L’utilisation de la visioconférence devant les juridictions pénales sans accord des parties dans un contexte d’urgence sanitaire est contraire à la Constitution
Par une décision n° 2020-872 du 15 janvier 2021, le Conseil constitutionnel, saisi sur QPC, s’est prononcé sur la constitutionnalité de l’alinéa premier de l’article 5 de l’ordonnance n° 2020-303 du 25 mars 2020 portant adaptation des règles de procédure pénale, prise dans le contexte de l’épidémie de covid-19, qui dispose que : « Par dérogation à l’article 706-71 du code de procédure pénale, il peut être recouru à un moyen de télécommunication audiovisuelle devant l’ensemble des juridictions pénales, autres que les juridictions criminelles, sans qu’il soit nécessaire de recueillir l’accord des parties ».
Le requérant reprochait aux dispositions contestées de porter atteinte aux droits de la défense en ce qu’elles permettent à la chambre de l’instruction de statuer par visioconférence sur la prolongation d’une détention provisoire, sans faculté d’opposition de la personne détenue, ce qui pourrait avoir pour effet de la priver pendant plus d’une année de la possibilité de comparaître physiquement devant son juge.
Pour rappel, l’article 706-71 du code de procédure pénale encadre le recours à un moyen de télécommunication audiovisuelle au cours de la procédure pénale.
Le Conseil constitutionnel a jugé à deux reprises inconstitutionnelles certaines dispositions de cet article s’agissant des conditions dans lesquelles il peut être recouru à un moyen de télécommunication audiovisuelle pour les audiences de la chambre de l’instruction relatives au contentieux de la détention provisoire. Saisi par deux QPC sur deux rédactions différentes du même texte, le Conseil constitutionnel avait jugé que ces dispositions portaient une atteinte excessive aux droits de la défense en ce qu’elles pouvaient conduire à ce qu’en matière criminelle, une personne placée en détention provisoire soit privée pendant une année entière de la possibilité de comparaître physiquement devant le juge de la détention (décision n° 2019-802 QPC du 20 septembre 2019 et décision n° 2020-836 QPC du 30 avril 2020).
En l’occurrence, c’est par dérogation à cet article que l’alinéa premier de l’article 5 de l’ordonnance précitée permettait, jusqu’à l’expiration d’un délai d’un mois à compter de la date de cessation de l’état d’urgence sanitaire déclaré, de recourir à l’utilisation de la visioconférence au cours de la procédure pénale, exception faite des juridictions criminelles, sans l’accord des parties.
Le Conseil constitutionnel commence par rappeler que ces dispositions, en ce qu’elles permettent la continuité de l’activité des juridictions pénales, poursuivent l’objectif de valeur constitutionnelle de protection de la santé et le principe constitutionnel de continuité du fonctionnement de la justice.
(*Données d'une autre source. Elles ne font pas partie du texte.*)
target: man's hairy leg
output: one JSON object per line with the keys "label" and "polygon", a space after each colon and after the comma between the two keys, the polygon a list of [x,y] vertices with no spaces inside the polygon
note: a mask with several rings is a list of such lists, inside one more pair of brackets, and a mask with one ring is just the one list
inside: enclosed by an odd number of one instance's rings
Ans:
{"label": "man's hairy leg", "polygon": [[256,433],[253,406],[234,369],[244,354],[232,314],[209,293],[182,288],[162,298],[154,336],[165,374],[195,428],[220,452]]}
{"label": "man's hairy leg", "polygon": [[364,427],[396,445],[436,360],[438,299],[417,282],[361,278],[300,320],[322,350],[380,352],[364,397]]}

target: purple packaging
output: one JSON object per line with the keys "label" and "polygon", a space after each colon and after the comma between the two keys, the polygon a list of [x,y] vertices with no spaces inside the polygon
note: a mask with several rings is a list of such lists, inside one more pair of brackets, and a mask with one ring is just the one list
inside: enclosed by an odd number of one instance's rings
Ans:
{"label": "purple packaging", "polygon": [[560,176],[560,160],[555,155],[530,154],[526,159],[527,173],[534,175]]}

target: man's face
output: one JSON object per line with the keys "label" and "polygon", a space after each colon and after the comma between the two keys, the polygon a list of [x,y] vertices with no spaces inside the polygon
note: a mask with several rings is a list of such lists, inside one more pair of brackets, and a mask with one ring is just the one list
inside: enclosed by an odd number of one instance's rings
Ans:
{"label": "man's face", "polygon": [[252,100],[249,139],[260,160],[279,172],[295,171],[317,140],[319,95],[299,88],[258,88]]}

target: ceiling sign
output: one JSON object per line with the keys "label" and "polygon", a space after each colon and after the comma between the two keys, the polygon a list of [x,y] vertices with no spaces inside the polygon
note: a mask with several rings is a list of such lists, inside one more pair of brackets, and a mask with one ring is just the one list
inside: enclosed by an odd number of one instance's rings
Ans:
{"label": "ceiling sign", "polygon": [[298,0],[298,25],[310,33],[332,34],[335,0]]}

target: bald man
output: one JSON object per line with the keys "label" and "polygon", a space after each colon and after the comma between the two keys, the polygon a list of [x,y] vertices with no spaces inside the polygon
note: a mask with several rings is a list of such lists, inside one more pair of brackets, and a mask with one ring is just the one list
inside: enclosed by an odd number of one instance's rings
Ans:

Cependant, les juges constatent le grand nombre de cas dans lesquels le justiciable peut se voir imposer le recours à la visioconférence et considèrent que « si le recours à un moyen de télécommunication audiovisuelle n’est qu’une faculté pour le juge, les dispositions contestées ne soumettent son exercice à aucune condition légale et, qu’il s’agisse des situations mentionnées au paragraphe précédent ou de toutes les autres, ne l’encadrent par aucun critère ».
En conséquence, le Conseil constitutionnel juge que ces dispositions portent une atteinte aux droits de la défense que ne pouvait justifier le contexte sanitaire, et ce « eu égard à l’importance de la garantie qui peut s’attacher à la présentation physique de l’intéressé devant la juridiction pénale (…) et en l’état des conditions dans lesquelles s’exerce le recours à ces moyens de télécommunication ».
L’alinéa premier de l’article 5 de l’ordonnance du 25 mars 2020 précitée est déclaré contraire à la constitution. Le juge précise que les mesures prises sur le fondement des dispositions inconstitutionnelles ne peuvent être contestées sur le fondement de cette inconstitutionnalité au risque de méconnaître les objectifs de valeur constitutionnelle de sauvegarde de l’ordre public et de recherche des auteurs d’infractions, ce qui aurait des conséquences manifestement excessives.